Trump made clear that the pipeline approvals and the orders to expedite permitting and environmental review were only a down payment on a much broader effort to raze all regulations on American corporations. He called the current system of environmental regulation “out of control” after meeting Tuesday morning with the CEOs of the three major auto manufacturers—General Motors, Ford and Fiat Chrysler Automobiles. He promised immediate changes to expedite such reviews.

“We’re gonna make a very short process, and we’re going to either give you your permits or we’re not gonna give you your permits,” he told the auto bosses. “But you’re gonna know very quickly. And generally speaking, we’re gonna be giving you your permits. So we’re gonna be very friendly.”

The meeting with the auto executives followed a larger meeting on Monday with the CEOs of a dozen of the largest manufacturing companies. At that meeting, Trump declared his determination to do everything possible to clear away all regulatory restraints on their operations, including both environmental restrictions and workplace safety rules.

These words have already been translated into bureaucratic actions.

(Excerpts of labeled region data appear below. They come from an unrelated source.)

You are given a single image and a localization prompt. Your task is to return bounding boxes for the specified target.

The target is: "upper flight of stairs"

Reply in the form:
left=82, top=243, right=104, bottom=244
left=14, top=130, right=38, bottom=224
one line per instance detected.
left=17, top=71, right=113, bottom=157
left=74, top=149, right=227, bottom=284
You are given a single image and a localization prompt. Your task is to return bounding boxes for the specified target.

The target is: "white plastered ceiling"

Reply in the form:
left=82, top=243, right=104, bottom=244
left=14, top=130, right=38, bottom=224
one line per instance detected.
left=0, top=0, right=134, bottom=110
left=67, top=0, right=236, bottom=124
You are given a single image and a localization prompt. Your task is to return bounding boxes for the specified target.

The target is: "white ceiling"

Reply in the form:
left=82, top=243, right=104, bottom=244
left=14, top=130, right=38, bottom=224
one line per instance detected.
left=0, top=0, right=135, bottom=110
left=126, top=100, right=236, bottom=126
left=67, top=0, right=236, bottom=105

The Federal Register posted notes Tuesday from federal agencies withdrawing 23 separate regulations. These included a new rule by the Environmental Protection Agency (EPA) limiting mercury discharges by dental offices, energy efficiency standards for federal buildings, and poverty guidelines from the Department of Health and Human Services.

The Trump administration has imposed a media gag on the EPA and barred its staff from awarding any new contracts. EPA employees have been barred from issuing press releases, updating the agency blogs or posting to the agency’s social media accounts. Trump has nominated to head the EPA the Oklahoma state attorney general, Scott Pruitt, who is currently engaged in 14 lawsuits against the EPA on behalf of Oklahoma-based polluters, mostly in the oil and gas industry.

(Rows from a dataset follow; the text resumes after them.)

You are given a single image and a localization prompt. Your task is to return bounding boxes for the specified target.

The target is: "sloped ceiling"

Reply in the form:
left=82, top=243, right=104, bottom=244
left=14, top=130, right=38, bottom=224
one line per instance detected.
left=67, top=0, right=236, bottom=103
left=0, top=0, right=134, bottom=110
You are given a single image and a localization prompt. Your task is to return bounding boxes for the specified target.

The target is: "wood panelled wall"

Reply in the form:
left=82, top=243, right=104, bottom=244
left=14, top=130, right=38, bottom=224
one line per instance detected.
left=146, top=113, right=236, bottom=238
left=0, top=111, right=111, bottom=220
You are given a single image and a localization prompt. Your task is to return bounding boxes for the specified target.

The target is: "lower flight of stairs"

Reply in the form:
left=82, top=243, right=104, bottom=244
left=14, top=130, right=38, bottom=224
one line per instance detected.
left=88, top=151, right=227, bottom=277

Besides deregulation, Trump has pledged to cut taxes “massively” for American corporations. He told Monday’s meeting of CEOs that he would keep his campaign pledge to cut the corporate tax rate from the present 35 percent to 15-20 percent. He added that his advisers think “we can cut regulations by 75 percent, maybe more.”

While this pro-corporate wrecking operation proceeds in relation to environmental and health and safety regulations, the US Senate is proceeding with the confirmation of Trump’s nominees.

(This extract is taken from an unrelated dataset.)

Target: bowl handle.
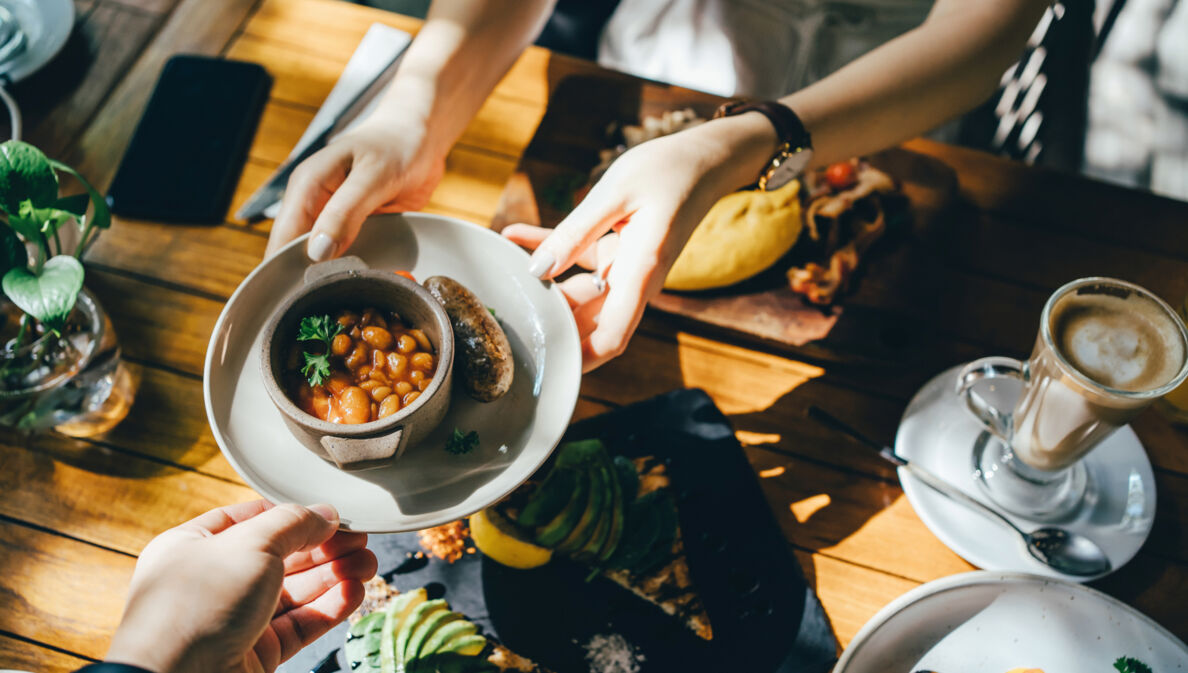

Senate Democrats, who hold 48 of the 100 seats, have rubberstamped nearly all of Trump’s nominees to national security positions, including Tuesday evening’s near-unanimous 96-4 vote to confirm South Carolina Governor Nikki Haley as the US ambassador to the United Nations.

Three more Trump nominees were cleared by Senate committees, with the Senate Banking Committee approving the nomination of Dr. Ben Carson to head the Department of Housing and Urban Development on a unanimous vote, and the Senate Commerce Committee on a voice vote approving the nomination of Elaine Chao, the wife of Senate Majority Leader Mitch McConnell, to run the Department of Transportation.

The Senate Commerce Committee approved as well the nomination of billionaire asset-stripper Wilbur Ross to be secretary of commerce, also on a voice vote, meaning that no Democratic opposition was recorded.